The Maine Center for Public Interest Reporting is perhaps not as grand as its name — just yet. Right now, it’s just one full-time “employee” — me — and an advisory board. I hold down all the jobs: executive director, senior reporter, fixer of computers (not very good at that), office manager, fundraiser, etc.

I do have a partner who wants to be listed as my “personal chef.” She gets the same pay I get: nothing.

I could call this group MCPIR, but one of my writerly pet peeves is the overuse of acronyms, so that’s the last time you’ll see me refer to “McPeer.” On second reference, I’ll call it the Center.

The story you see on this page about Maine tax reform is an example of the type of in-depth reporting we’ll be doing. I plan to write about how state government really works, who really benefits, who gets taken care of and who doesn’t. I also expect to look into the claims of some the candidates running for governor.

For the past few months, as I’ve worked on the tax reform story, I’ve personally paid the expenses of the Center, such as insurance and web page development. It’s the least I can do for the business that gave me a decent living for 40 years — and, more important, gave meaning to my life.

But, as Samuel Johnson said, “No man but a blockhead ever wrote except for money.”

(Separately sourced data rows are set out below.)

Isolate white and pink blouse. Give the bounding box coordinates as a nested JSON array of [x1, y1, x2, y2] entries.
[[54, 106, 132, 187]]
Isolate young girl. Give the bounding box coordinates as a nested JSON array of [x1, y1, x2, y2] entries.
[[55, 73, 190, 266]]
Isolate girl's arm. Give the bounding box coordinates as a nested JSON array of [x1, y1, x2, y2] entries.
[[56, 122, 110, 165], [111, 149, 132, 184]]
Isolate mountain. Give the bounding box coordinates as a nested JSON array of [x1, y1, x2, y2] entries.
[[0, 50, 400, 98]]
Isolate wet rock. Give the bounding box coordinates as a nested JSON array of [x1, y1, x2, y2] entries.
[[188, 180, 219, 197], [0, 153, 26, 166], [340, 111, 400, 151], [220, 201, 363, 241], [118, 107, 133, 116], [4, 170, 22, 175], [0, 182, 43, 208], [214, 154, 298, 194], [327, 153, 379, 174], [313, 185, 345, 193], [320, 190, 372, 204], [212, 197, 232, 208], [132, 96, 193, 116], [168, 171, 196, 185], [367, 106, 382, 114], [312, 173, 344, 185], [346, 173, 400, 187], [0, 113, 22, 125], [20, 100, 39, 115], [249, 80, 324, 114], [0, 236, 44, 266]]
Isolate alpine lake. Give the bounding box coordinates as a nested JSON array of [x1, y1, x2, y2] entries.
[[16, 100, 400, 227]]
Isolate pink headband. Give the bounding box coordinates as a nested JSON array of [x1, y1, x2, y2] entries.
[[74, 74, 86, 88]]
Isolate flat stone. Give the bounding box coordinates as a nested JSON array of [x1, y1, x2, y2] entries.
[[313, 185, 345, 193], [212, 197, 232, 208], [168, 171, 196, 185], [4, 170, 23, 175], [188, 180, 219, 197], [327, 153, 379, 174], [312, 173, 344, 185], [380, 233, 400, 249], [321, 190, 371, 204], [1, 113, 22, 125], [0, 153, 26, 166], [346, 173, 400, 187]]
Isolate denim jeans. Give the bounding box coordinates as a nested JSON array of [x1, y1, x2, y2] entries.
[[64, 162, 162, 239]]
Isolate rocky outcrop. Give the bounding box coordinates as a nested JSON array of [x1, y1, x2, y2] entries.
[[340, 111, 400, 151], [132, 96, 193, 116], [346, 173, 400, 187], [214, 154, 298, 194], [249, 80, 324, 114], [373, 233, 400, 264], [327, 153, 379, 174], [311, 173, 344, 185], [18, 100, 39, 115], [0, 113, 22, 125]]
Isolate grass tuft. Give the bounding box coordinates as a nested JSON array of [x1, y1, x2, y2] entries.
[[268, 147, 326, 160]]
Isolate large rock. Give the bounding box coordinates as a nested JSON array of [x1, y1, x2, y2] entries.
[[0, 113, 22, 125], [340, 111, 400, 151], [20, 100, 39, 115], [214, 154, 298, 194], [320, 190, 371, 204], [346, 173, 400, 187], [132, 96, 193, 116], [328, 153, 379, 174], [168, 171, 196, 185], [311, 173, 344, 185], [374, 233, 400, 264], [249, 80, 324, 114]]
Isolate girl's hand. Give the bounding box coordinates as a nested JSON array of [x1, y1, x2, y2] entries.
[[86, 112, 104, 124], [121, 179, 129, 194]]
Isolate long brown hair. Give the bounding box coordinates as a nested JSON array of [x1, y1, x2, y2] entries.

Newspapers don’t have much money these days, so the Center’s stories are being provided to our media partners as a public service.

The Center is in the process of incorporating and then will apply for non-profit status and will seek foundation grants and donations. But until that happens, I’ll continue to report and write pro bono.

So, call me a blockhead. I’ve been called worse, and if I do my job, I expect more of the same.